Guida per artisti: come riempire uno stadio
È il 29 giugno del 1980 quando Bob Marley, qualche mese prima di morire, calca il palco di San Siro davanti a migliaia di spettatori. Sette anni dopo, a seguito di un tour europeo che resterà nella storia, sarà il Duca Bianco, David Bowie, con un parterre di più di 45.000 fan a riempire la Scala del rock, è il 10 giugno del 1987, in scaletta c’è anche Heroes.
Frank Zappa, il 12 luglio del 1982, si innamora di Napoli e suona al San Paolo, oggi stadio “Diego Armando Maradona”. È questione di giorni e a riempire quello stesso stadio saranno i Rolling Stones che si esibiranno in un concerto epico.
Da Vasco…
Dovremmo chiedere a Vasco, lui si che sa cosa significa riempire uno stadio. Che vi piaccia o no la sua musica, è lui ad avere la residenza a San Siro, con all’attivo più di 29 esibizioni. Il primo concerto del “Fronte del palco live”, il 10 luglio del 1990, è una pietra miliare degli eventi musicali negli stadi. Riempire un palazzetto non era roba da poco in quegli anni, significava davvero avere raggiunto la vetta. I nomi che abbiamo pronunciato finora non sono da poco. È evidente che è il rock uno dei coinquilini preferiti, o perlomeno il primo colonizzatore di questi luoghi – dopo le squadre di calcio ovviamente. Fa strano pensare che dopo Zappa e i Rolling Stones, negli anni ’90 saranno Madonna e Michael Jackson a intasare le strade del Municipio 7 di Milano. Però che dire di quella scenografia, con The King of Pop che sbuca fuori da una navicella spaziale e inizia a cantare Scream.
…a Gazzelle
E oggi? Cosa significa oggi riempire uno stadio? Gazzelle si è esibito il 9 giugno scorso allo Stadio Olimpico di Roma in un concerto che ha visto la partecipazione di più di 47.000 fan, solo due giorni fa i Pinguini Tattici Nucleari si sono esibiti in un mega concerto sempre a Roma, biglietti introvabili da mesi e un successo che ormai ha ben poco di inaspettato. I Måneskin, anche loro, hanno piazzato la bandierina a San Siro, ma per un gruppo neo-rock che ha avuto una così grande risonanza internazionale c’era da aspettarselo. A dicembre sarà la volta di Calcutta, che ancora non punta lo stadio e si accontenta del Palazzo dello Sport.

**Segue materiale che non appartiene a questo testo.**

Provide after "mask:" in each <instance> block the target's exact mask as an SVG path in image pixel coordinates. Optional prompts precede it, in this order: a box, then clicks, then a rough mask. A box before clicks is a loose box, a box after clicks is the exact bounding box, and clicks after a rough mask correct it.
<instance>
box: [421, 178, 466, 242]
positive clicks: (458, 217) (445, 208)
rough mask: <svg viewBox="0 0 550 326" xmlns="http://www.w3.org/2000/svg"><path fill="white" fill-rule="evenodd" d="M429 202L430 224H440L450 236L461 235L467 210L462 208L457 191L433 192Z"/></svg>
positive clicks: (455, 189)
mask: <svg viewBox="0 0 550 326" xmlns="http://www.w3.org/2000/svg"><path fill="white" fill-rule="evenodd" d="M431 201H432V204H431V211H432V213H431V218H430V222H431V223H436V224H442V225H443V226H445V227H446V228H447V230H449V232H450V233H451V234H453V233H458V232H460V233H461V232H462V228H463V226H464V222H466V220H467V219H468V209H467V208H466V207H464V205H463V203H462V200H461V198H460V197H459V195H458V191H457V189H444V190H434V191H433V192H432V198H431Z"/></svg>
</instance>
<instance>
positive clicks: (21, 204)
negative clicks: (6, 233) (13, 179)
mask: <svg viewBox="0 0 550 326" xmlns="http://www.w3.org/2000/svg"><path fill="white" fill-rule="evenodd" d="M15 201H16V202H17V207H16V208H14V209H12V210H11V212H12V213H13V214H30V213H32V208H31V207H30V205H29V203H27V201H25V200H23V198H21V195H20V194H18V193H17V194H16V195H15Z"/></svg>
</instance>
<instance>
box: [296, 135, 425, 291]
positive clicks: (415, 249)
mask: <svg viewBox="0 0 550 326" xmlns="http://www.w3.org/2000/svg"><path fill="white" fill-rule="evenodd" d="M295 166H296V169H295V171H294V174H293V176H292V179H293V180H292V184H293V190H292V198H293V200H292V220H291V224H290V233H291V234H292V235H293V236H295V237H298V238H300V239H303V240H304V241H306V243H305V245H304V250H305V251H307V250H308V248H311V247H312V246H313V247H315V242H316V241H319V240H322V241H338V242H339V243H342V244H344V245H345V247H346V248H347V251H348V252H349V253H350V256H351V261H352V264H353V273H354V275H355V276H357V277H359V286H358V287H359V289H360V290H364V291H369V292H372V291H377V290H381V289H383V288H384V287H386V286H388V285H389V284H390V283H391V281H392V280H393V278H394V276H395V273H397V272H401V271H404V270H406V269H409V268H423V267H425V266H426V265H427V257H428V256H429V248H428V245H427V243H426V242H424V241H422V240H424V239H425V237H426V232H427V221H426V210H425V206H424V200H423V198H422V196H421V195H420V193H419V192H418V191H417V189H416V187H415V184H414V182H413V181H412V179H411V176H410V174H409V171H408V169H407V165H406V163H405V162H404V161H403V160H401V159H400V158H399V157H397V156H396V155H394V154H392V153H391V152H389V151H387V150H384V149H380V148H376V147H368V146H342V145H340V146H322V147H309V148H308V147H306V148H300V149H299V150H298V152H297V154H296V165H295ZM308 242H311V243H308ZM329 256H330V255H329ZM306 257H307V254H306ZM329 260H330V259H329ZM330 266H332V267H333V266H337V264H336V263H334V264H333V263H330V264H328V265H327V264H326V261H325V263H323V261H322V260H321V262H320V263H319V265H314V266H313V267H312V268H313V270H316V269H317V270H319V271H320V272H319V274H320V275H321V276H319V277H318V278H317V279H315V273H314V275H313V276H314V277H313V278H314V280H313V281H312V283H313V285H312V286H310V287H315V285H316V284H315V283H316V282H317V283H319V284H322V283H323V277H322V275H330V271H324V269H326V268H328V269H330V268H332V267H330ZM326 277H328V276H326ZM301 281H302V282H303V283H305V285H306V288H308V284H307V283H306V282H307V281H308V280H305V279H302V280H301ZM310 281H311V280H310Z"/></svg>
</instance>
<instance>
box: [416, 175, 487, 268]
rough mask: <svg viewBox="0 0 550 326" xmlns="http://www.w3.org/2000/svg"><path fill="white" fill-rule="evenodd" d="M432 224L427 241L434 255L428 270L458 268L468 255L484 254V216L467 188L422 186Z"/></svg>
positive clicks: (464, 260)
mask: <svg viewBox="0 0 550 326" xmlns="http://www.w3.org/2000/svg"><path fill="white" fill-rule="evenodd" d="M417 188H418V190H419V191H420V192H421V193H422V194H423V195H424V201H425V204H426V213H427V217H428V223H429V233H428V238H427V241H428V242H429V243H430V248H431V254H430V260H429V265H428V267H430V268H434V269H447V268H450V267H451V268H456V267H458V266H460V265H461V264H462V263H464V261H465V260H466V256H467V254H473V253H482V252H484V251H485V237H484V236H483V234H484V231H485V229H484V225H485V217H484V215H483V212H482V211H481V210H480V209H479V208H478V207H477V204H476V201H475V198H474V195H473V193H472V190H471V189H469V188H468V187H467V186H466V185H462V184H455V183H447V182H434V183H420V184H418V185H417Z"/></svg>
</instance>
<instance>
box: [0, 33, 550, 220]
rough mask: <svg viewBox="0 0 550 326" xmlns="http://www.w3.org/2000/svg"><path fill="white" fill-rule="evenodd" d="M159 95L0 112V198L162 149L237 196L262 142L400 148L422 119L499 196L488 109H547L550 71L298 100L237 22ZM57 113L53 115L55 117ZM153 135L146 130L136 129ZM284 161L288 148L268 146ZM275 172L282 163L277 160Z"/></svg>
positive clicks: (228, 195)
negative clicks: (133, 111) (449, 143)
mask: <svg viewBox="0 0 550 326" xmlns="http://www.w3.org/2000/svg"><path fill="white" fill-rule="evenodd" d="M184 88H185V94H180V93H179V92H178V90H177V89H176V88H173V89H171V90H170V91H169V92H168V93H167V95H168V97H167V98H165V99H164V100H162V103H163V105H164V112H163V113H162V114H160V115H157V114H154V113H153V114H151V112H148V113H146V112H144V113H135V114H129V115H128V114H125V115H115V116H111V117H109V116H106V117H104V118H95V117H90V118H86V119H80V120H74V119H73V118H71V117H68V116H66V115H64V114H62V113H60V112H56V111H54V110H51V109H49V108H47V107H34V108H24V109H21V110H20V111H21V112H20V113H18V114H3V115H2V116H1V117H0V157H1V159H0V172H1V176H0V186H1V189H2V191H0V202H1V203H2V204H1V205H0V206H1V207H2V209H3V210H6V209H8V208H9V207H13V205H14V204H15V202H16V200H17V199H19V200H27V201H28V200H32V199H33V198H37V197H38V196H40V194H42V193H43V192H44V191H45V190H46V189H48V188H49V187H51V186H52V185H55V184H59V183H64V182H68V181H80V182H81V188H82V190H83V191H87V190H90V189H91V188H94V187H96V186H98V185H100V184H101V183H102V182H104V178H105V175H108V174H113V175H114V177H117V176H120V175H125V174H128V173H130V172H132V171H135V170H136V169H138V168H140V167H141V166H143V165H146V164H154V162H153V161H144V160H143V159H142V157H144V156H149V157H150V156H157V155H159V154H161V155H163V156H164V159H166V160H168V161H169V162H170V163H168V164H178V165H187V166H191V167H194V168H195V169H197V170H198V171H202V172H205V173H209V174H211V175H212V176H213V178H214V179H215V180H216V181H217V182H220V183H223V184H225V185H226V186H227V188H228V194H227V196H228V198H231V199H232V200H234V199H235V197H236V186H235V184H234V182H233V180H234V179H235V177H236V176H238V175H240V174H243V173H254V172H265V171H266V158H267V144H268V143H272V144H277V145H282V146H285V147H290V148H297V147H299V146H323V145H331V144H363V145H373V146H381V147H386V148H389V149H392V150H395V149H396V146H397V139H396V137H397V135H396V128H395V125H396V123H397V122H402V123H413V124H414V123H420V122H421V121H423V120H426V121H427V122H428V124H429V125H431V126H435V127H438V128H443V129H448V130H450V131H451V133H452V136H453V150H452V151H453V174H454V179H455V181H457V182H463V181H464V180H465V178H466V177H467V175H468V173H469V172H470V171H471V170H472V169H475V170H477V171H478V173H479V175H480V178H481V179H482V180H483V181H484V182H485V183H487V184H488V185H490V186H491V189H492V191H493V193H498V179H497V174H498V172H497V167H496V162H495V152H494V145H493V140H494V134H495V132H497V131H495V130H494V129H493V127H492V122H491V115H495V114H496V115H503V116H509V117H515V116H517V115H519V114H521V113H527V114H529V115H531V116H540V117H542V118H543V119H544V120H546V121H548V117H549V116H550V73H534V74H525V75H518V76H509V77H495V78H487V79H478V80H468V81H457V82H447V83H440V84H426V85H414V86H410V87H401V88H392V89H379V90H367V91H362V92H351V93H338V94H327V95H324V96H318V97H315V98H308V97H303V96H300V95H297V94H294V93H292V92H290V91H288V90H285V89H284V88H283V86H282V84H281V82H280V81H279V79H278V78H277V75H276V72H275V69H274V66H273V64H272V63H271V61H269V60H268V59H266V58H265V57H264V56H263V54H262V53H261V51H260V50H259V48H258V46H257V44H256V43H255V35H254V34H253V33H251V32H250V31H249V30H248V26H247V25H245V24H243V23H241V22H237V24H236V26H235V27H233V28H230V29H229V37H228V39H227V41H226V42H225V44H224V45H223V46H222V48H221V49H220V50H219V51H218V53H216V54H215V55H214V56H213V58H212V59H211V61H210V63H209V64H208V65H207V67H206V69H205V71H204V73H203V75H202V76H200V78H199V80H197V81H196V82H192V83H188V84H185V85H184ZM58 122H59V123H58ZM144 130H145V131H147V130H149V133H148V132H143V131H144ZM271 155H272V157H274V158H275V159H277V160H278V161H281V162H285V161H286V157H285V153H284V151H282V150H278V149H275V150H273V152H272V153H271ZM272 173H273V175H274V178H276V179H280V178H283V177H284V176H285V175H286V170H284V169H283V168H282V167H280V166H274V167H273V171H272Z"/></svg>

Non parliamo di qualità o gusti musicali, più che altro ci chiediamo cos’è cambiato in noi che la musica la andiamo ad ascoltare. Noi che siamo disposti a macinare kilometri con i più disparati mezzi di locomozione. Forse davvero è merito della globalizzazione e della tanto bistrattata società capitalista, del miglioramento e dell’efficienza dei trasporti ma anche di un cambio effettivo di mentalità. Andare a un concerto, soprattutto un concerto rock negli anni ’80 non era proprio ben visto dalle borghesi famigliuole italiane. Vasco era un ragazzaccio e sentire Bob Marley significava per forza essere hippie. Adesso ai concerti ci possiamo andare senza troppe preoccupazioni e ci andiamo, compriamo i biglietti mesi prima, iniziamo a seguire un’artista dalle sue prime esibizioni nel localino sotto casa e infine, data la velocità del successo di questi tempi siamo pronti a stare in piedi sul prato per ore, anche se il cantante che sentiremo, tra cinquant’anni, sarà già dimenticato anche da noi. Nonostante ciò, porteremo il ricordo di quell’evento per sempre perché, diciamoci la verità, il concerto allo stadio non si dimentica mai.